Cheating gamers are able to overpower their opponents by using tools that allow them to see through solid objects, impersonate other players and make moves other players cannot, according to one lawsuit. Up to 100 people can play the game at a time.
When cheaters "gain an unfair advantage, they ruin games for people who are playing fairly," Epic Games spokesman Nick Chester said in an emailed statement. "We take cheating seriously, and we'll pursue all available options to make sure our games are fun, fair, and competitive for players."
"Fortnite," which costs nothing to play online, generates revenue by charging players for cosmetic options, like different outfits for their virtual character, which don't give players an edge against rivals. Some video-game makers are aggressively cracking down on cheaters, who they fear could drive away eyeballs from advertising some developers sell, said Kevin Greene, who teaches entertainment law at the Thomas Jefferson School of Law in San Diego.
"From the perspective of these game makers, it's a big disruption," Greene said.

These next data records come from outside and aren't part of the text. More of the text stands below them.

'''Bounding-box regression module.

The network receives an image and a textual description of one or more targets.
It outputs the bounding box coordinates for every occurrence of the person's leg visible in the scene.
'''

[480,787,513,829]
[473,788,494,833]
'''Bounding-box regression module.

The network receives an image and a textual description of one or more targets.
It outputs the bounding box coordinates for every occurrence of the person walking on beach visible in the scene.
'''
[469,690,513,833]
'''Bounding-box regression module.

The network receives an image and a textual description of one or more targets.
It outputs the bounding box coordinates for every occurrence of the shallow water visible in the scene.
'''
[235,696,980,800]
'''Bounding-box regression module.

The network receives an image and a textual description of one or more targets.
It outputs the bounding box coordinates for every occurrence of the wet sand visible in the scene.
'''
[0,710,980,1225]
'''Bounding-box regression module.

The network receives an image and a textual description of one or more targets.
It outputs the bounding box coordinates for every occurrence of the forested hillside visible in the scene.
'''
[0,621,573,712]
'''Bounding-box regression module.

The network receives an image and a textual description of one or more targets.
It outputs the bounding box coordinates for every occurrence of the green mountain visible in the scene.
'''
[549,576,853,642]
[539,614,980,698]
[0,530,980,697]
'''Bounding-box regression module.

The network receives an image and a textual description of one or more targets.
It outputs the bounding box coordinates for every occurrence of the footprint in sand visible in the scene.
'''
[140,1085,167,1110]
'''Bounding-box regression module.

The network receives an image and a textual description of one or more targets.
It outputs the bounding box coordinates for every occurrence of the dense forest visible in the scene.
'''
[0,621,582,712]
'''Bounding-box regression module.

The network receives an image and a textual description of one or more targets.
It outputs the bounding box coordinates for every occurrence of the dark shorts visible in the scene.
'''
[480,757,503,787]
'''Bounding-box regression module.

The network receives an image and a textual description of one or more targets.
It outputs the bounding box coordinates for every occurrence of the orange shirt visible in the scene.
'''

None of the nine defendants could be reached for comment. Two U.S. residents in Louisiana and Minnesota and one Canadian did not have listed telephone numbers matching addresses where court summonses were sent. Two Russians, one Ukrainian, one Swede and one South African did not respond to emails sent to addresses listed in court documents. The Minnesota man, Charles Vraspir, is negotiating a settlement to the lawsuit, Minneapolis attorney Mick Spence said.
But in a letter to the North Carolina federal judge hearing one case, a Newark, Delaware, woman described one defendant as her 14-year-old son. Lauren Rogers said in the letter that the boy didn't modify "Fortnite," but instead obtained the tools from an easily accessible public web site that Epic Games should be suing instead. As a minor, the boy isn't able to agree to the terms and conditions of using the game, she said.
"They are using a 14 year old child as a scape goat (sic) to make an example of him," Rogers said. There was no answer at a number matching Lauren Rogers' address.
The Epic Games spokesman did not answer when asked whether the company knew the player it sued was a minor before filing its case. The lawsuit said the boy has used fake names to keep playing "Fortnite" despite being banned more than a dozen times and posting videos on YouTube showing himself using the illicit software and displaying links to a web site distributing the cheats.
"Epic is not okay with ongoing cheating or copyright infringement from anyone at any age," Chester said in an email. He didn't respond when asked whether the company has also sued web hosting or other companies used to distribute the cheating code, or how those targeted were identified.
A 1990s-era update to federal copyright law sets up procedures where companies can demand that online service providers like YouTube remove material that violates the companies' rights. The person or company that posted the challenged material can counter with a statement that the material isn't illegal. But it's largely unknown that challenging the takedown notice can give U.S. courts jurisdiction over foreign residents in the dispute, said Xuan-Thao Nguyen, who teaches intellectual property law at Indiana University.
Greene said the video-gaming lawsuits remind him of the 1990s, when music licensing organizations aggressively enforced copyrights, even for campfire sing-alongs.
"I think legally they were right but the backlash against them was enormous," Greene said. Video-game makers "have to be careful from a public relations standpoint that, yeah, they might win the battle but they could lose the war."